Functional maturation of somatotropes in fetal rat pituitaries: analysis by reverse hemolytic plaque assay

LS Frawley, JP Hoeffler and FR Boockfor

Immunocytochemistry (ICC) and a reverse hemolytic plaque assay for GH were used to investigate the temporal relationships between the initiation of hormone storage and release by developing somatotropes and the onset of responsiveness of these cells to stimulatory and inhibitory secretagogues. Anterior pituitaries obtained from rats on days 18-21 of fetal development (pups were generally delivered on fetal day 22, which is equivalent to day 0 of neonatal life) were monodispersed with trypsin, cultured for 24 h, and then subjected to reverse hemolytic plaque assay and/or ICC for GH. GH-containing cells (determined by ICC) were extremely rare (less than 1%) in cultures derived from day 18 fetuses, but accounted for 22.4%, 25.2%, and 24.5% of all cells in cultures from day 19-21 fetuses, respectively.
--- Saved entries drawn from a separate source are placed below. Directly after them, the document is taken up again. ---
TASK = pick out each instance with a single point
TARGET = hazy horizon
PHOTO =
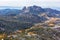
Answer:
(54, 4)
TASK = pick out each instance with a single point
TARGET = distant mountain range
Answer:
(20, 19)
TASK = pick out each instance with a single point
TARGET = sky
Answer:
(20, 3)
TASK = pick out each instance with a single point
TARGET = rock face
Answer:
(25, 18)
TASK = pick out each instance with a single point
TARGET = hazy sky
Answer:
(20, 3)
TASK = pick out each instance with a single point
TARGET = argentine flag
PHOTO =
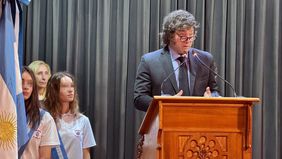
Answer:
(13, 131)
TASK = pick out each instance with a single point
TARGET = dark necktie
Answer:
(183, 77)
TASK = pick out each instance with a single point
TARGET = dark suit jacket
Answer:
(155, 66)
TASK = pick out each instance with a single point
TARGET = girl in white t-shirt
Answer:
(74, 128)
(40, 123)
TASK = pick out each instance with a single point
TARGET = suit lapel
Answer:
(167, 65)
(193, 69)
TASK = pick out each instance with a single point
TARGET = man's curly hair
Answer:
(177, 20)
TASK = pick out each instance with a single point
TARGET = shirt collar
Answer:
(175, 55)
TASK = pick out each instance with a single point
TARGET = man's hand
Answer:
(207, 92)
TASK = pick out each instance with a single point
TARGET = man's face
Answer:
(182, 40)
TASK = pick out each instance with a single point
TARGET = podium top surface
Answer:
(186, 100)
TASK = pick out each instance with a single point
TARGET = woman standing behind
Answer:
(42, 73)
(42, 128)
(74, 128)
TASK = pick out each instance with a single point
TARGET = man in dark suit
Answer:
(160, 72)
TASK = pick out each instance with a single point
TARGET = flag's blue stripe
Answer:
(26, 2)
(8, 70)
(7, 62)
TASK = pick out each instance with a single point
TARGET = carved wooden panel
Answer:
(202, 147)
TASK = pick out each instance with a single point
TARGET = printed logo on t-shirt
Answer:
(37, 134)
(78, 133)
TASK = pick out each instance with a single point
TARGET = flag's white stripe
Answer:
(6, 100)
(7, 108)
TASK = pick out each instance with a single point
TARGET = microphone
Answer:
(197, 57)
(162, 93)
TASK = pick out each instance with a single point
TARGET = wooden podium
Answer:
(197, 128)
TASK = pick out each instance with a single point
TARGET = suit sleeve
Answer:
(212, 79)
(143, 86)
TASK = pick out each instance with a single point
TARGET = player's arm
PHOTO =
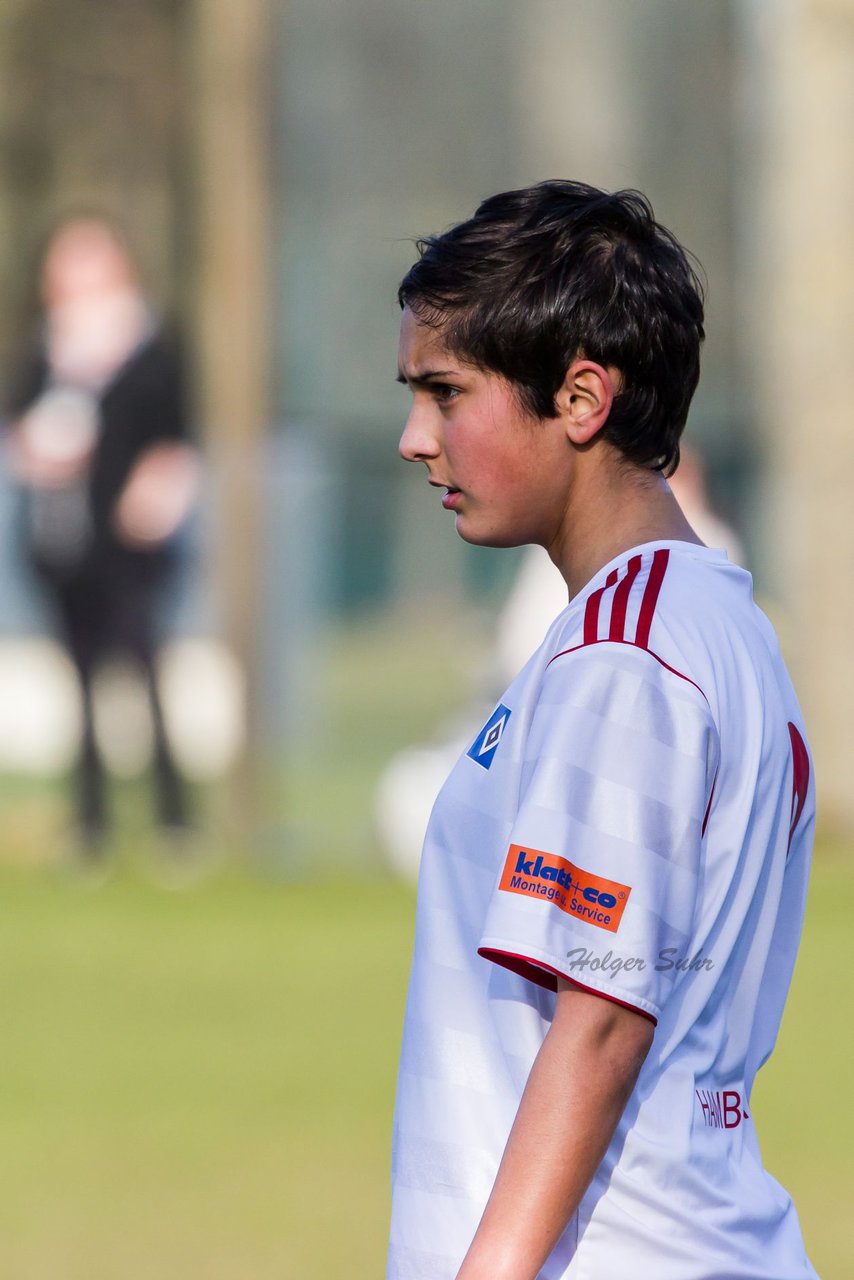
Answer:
(575, 1095)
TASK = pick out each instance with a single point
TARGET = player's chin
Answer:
(483, 535)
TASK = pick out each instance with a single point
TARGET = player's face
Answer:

The proportion of GH-releasing cells, as determined in a long term (120-min incubation with antibody) plaque assay, was less than 1%, 22.4%, and 22.9% for days 18, 20, and 21, respectively, but only 13.6% for day 19 cells. Thus, many pituitary cells from day 19 fetuses contained, but did not release, GH. While GH-releasing factor (1-44) (1 X 10(-7) M) had no effect on the percentage of GH plaque-forming cells in long term incubations, it enhanced (by approximately the same degree in day 19-21 groups) the percentage of cells that formed plaques and the size of the plaques in short term (45-min) incubations with antibody. Somatostatin (1 X 10(-7) M) exerted inhibitory effects on these variables when tested in long term incubations, and age of the donor rats did not influence pituitary responsiveness to this secretagogue. These results suggest that the capacities of fetal somatotropes to store GH and release it under basal and regulated conditions are attained, in large part, within an extremely narrow time frame between days 18 and 19 of fetal development.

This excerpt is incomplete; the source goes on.